Sequence (and presumably a type-based counter) seem to get into a similar optimization situation when implemented in a way that is type-stable:

_infinite_counter(start) = Sequence.new(n->(n, n+1), start)
type_stable_sequence_counter(start, stop) =
    take(_infinite_counter(start), stop-(start-1))

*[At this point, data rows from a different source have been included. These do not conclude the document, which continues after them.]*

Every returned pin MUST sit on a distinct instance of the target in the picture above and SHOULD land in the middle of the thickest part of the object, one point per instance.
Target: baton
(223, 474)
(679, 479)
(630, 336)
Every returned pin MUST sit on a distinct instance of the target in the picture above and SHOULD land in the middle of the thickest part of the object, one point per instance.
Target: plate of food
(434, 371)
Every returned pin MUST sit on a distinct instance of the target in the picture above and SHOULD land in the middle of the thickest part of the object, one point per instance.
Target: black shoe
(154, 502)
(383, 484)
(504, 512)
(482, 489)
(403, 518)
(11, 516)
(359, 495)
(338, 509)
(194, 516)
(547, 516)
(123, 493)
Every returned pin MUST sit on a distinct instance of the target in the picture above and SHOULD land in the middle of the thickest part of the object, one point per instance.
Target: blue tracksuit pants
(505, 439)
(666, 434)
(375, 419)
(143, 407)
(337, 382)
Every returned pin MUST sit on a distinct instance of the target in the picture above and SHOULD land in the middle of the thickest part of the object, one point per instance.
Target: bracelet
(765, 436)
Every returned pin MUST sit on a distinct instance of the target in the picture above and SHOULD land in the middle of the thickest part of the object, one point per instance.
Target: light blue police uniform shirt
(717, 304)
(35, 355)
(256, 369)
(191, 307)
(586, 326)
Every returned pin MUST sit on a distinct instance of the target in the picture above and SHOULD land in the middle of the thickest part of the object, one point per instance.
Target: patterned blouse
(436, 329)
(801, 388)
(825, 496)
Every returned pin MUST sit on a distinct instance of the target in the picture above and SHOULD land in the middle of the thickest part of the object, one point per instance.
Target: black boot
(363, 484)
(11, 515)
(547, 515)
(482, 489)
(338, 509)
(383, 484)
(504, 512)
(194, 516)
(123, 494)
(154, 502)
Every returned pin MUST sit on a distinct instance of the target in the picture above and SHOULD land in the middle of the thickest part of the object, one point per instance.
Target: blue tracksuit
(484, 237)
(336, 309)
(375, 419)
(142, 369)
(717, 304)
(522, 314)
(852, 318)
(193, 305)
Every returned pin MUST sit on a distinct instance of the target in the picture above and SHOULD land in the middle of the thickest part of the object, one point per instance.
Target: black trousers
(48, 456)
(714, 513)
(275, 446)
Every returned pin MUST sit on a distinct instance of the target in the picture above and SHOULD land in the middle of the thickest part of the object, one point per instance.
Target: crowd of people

I add this and your AdHocFoldable implementation to the benchmarks and got this:

stop = 100
channel
  232.768 μs (229 allocations: 4.92 KiB)
lazy
  106.801 μs (1590 allocations: 32.87 KiB)
resumable
  11.672 μs (373 allocations: 10.59 KiB)
sequence
  33.358 ns (0 allocations: 0 bytes)
custom
  31.859 ns (0 allocations: 0 bytes)
type_stable_sequence_counter
  3.812 ns (0 allocations: 0 bytes)
adhoc_foldable_counter
  1.901 ns (0 allocations: 0 bytes)

stop = 1,000,000
type_stable_sequence_counter
  3.817 ns (0 allocations: 0 bytes)
adhoc_foldable_counter
  2.213 ns (0 allocations: 0 bytes)

It’s a bit strange that the iteration protocol is inherently non-type-stable when it has a terminal case (type is Union{Nothing,Tuple{El,State}} where {El, State}).

It could probably be improved—at least in terms of performance—by having an returning a type-stable tuple of (el, state, completion_status) where completion_status is a Boolean. I wonder…

To get around the automatic optimization, why not simply sum a series of trigonometric functions?